North Korea on Saturday accused the South of instigating clashes around the disputed sea border to rally support for the ruling conservative party ahead of December’s presidential election.
A spokesman for the North’s powerful National Defence Commission claimed the South’s “warmongers” were “infiltrating warships deep into the territorial waters… almost every day”.
He said the South’s warships had recently opened fire without prior warnings at fishing boats operating near the disputed maritime border. The North has claimed the fishing boats were from China.
The South is now seeking to justify the infiltrations and shooting incident as measures for defending the “northern limit line”, he said in a statement.
“And Park Geun-Hye and other ambitious politicians are using them for stepping up the presidential campaign,” the spokesman said.

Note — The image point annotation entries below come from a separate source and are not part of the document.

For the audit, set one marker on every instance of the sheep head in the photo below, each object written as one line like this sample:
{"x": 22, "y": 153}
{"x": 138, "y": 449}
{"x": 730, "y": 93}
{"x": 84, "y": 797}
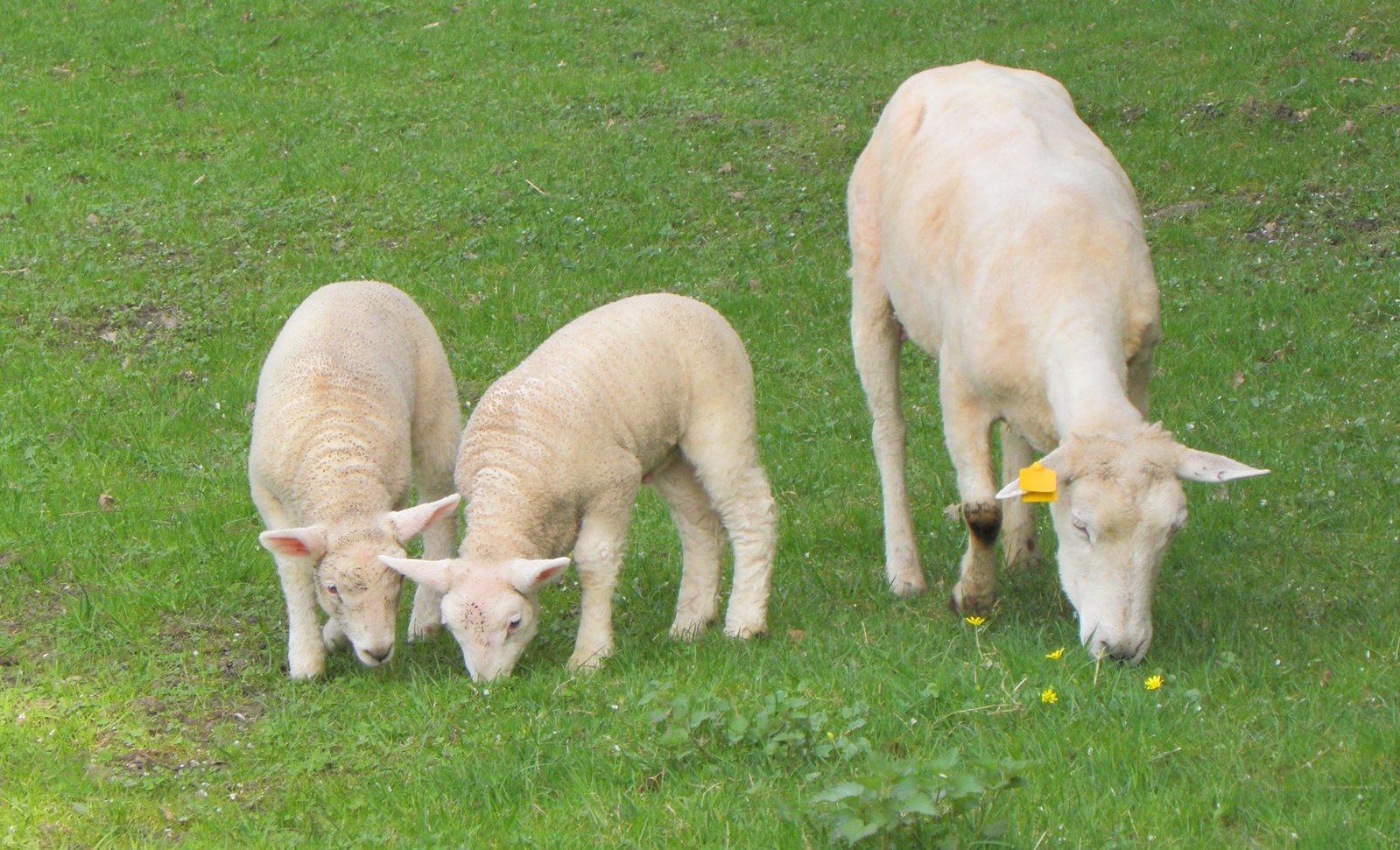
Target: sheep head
{"x": 353, "y": 587}
{"x": 1120, "y": 503}
{"x": 490, "y": 607}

The North never recognized the border line, unilaterally drawn by the US-led United Nations forces at the end of the Korean War to prevent naval clashes between the two Koreas.
Weeks of repeated incursions by North Korean fishing vessels over the disputed Yellow Sea border culminated in the South Korean navy firing warning shots last week to push the boats back.
Pyongyang earlier denounced the “shooting rampage” and threatened to respond with a “powerful strike of the (North’s) front units which know of no limit”.
The statement Saturday came after Seoul this week threatened a strong military response to any provocative act by the communist state aimed at influencing the December 19 vote, in which Park, the ruling conservative party candidate, hopes to become South Korea’s first woman president.